Cognitive Services + Sitecore: Smart image tagging with AI (part 2)

Sitecore 9.1 release has brought many useful features including Cortex - widely advertised integration and support for AI and ML. For now it covers 2 features: component personalisation suggestions and content tagging. The latter comes with an OOTB integration with OpenCalais API. This service provided by Thomson Reuters provides categorisation suggestions based on the meaning of provided content. Combined with Sitecore, it automatically assigns tags based on item's text fields content.

Unfortunately, it's fairly simple and does not cover tagging based on the image content. However, with the help of Microsoft Cognitive Services (Tag Image endpoint to be precise) we can make it work and get a collection of relevant tags.

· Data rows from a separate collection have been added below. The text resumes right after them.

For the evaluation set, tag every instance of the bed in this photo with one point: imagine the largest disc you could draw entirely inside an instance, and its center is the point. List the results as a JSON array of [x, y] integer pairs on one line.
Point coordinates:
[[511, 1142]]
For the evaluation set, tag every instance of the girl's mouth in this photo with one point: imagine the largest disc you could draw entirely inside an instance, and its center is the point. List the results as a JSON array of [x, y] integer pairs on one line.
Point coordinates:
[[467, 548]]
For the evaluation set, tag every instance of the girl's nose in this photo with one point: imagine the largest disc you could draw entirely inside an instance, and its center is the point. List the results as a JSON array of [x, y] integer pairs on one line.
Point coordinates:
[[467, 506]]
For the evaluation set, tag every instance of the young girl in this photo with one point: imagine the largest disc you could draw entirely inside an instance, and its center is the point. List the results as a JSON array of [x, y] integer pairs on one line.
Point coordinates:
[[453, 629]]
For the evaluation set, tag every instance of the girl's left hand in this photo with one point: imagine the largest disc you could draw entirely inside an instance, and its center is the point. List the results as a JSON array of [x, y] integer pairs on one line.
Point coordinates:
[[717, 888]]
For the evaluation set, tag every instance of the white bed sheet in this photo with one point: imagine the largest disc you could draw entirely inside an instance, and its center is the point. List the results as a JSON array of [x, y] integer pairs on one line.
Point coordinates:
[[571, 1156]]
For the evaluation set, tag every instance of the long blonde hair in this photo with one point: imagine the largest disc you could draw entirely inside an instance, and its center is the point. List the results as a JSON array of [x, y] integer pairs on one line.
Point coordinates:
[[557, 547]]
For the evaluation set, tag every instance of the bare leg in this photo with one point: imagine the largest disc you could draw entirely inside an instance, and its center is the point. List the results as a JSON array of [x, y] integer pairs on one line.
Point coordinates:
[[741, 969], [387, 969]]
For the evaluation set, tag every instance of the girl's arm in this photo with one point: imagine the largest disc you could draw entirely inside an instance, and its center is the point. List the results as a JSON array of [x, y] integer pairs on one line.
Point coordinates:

Let's get to work. To start we need to figure out OOTB tagging architecture and how it works, so a quick look at Sitecore docs gives us a brief idea of what we need. What we'll do is extending the current content tagging pipeline, so that processing a media item will not only use OpenCalais (which must be active) with item's text fields to produce the tags, but also use the MS Cognitive Services to analyze the image and describe it with appropriate tags.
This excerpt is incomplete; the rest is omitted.